L’équipe Obligations internationales de Janus Henderson revient sur la baisse de la volatilité et décrit les opportunités que présente l’asymétrie des prix sur les marchés.

Le net rebond des actifs risqués depuis le début 2019 relègue complètement la correction du quatrième trimestre 2018 aux oubliettes. L’indice S&P 500 n’avait pas enregistré un aussi bon mois de janvier depuis 1987 et, au 5 février, les obligations américaines à haut rendement avaient effacé les pertes subies au dernier trimestre 2018.
Cette embellie du sentiment des investisseurs s’explique essentiellement par le pilotage des politiques des banques centrales, en particulier la Réserve fédérale américaine (Fed) et, depuis peu, la Banque centrale européenne (BCE). Pour nous, la Fed fait trop de promesses et ne les tient pas. C’est pourquoi nous pensons que l’assouplissement de sa politique décidé en janvier sera suivi par une approche patiente et flexible.
Le marché anticipe désormais un statu quo de la Fed, ce qui n’est pas sans conséquences sur le positionnement du portefeuille. Nous continuons à anticiper une pentification de la courbe des taux américaine en raison du rétropédalage de la Fed sur de futures hausses des taux, et l’anticipation potentielle de baisses des taux, plus probablement en 2020. Si ce changement de cap monétaire a rassuré les investisseurs, il a également fait chuter la volatilité, ce qui va offrir des opportunités d’investissement.
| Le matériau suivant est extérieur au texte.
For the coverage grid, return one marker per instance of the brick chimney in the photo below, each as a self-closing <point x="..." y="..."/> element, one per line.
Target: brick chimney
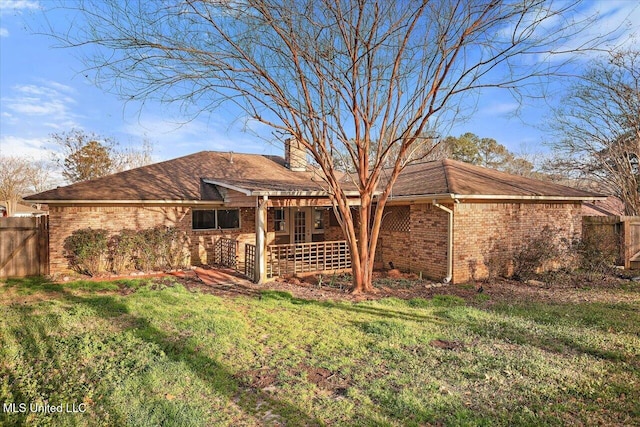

Les graphiques ci-après présentent la volatilité implicite des taux américains à 10 ans (graphique 1) et la volatilité implicite du dollar américain reposant sur la parité EUR/USD (graphique 2). La volatilité implicite des taux est à son plus bas historique sur 14 ans, selon les données de Bloomberg.

Comment expliquer cette situation ? Si certains pourraient la justifier par la fourchette actuelle très étroite de fluctuation des bons du Trésor à 10 ans en février (9 points de base seulement) et par le statu quo de la Fed, on peut difficilement faire l’hypothèse que ce scénario va se poursuivre.En outre, à la fin du quatrième trimestre 2018, les investisseurs se sont rués sur les options sur bons du Trésor, qui sont actuellement débouclées et qui exercent des pressions baissières (cf. graphique 1).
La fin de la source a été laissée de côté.